A very different market reaction today to Challenger’s confirmation of a weak net profit of just $6.1 million in the December half, compared to the January 23 downgrade and reworked guidance when they plunged 17%.
The shares closed on January 23 at $7.65 – yesterday they ended up 1.1% at $7.92, which is hardly an example of outperformance.
The shock of the plunge in earnings – courtesy of the market mauling for shares in December especially has clearly eased because the price yesterday was higher, but the company will now remain under pressure until the August profit announcement for the full year, and any updates before then.
Challenger said net profit in the six months ended December 31 of $6.1 million was down from the $195.4 million in December 2017 half.
Revenue slumped 20.8% to $893.5 million, from $1.13 billion in the second half of 2018.
As in the January 23 statement, Challenger’s release yesterday played up what it calls ’normalised’ earnings.
“Normalised net profit before tax $270 million, down 2%… Normalised net profit after tax $200 million, down 4%,“ the press released said.
But that all excludes the impact of the market turmoil and its impact on the company’s business.
The statutory profit figure does. It wasn’t a pretty look.
“Statutory net profit after tax includes investment experience (being valuation movements on assets and liabilities supporting the Life business) of -$194 million (after tax). This was mainly due to lower equity markets and wider fixed income credit spreads. Statutory net profit after tax was $6 million,”
The company also cut its guidance for its net profit before tax in the second half from $565 million to $545 million, reflecting a flow-on effect from the first half and lower equity distributions.
In a show of confidence, the dividend was left unchanged at 17.5 cents a share for the six months.
The shares reached $13.35 in May last year.
“Our results have clearly been impacted by the difficult operating environment we’re experiencing, with increased market volatility, industry disruption, and political uncertainty,” Challenger CEO Richard Howes said in the statement accompanying the earnings release.
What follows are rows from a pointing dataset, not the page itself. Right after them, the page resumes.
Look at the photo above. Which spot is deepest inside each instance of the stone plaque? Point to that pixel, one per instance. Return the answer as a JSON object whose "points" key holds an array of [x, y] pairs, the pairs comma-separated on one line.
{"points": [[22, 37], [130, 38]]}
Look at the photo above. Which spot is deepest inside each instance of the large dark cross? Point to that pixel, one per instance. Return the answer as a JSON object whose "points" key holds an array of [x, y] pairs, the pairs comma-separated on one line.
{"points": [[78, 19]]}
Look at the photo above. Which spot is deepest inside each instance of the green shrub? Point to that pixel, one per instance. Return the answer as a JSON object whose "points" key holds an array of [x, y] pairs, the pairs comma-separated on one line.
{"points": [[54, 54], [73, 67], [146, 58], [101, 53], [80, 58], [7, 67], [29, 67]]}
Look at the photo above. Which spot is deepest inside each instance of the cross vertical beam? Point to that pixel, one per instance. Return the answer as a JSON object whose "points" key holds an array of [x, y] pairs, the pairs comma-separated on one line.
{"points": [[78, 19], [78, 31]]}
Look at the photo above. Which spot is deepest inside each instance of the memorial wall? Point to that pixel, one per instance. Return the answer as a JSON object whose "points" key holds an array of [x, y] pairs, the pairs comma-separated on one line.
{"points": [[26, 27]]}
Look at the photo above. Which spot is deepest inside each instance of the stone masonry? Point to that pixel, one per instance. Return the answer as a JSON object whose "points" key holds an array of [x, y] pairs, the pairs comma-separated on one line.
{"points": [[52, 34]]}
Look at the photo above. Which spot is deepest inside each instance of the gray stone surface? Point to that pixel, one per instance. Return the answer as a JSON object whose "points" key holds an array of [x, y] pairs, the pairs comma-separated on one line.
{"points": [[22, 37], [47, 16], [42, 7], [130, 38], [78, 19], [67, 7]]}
He said the results should be best viewed in terms of normalised profit after tax, as statutory profit includes valuation movements in assets and liabilities.
“While some of these factors are beyond our control, the fundamentals underpinning our business remain supportive,” Mr. Howes said.
“We continue to target a growing market of retirees, we have the leading retirement income brand in the country and our capital position remains very strong. “Our resilient position is well demonstrated by the solid domestic annuity sales we achieved in the half. Australian annuity sales were up 4 percent on the same period last year, reflecting the continued demand from retirees for our products,” he said.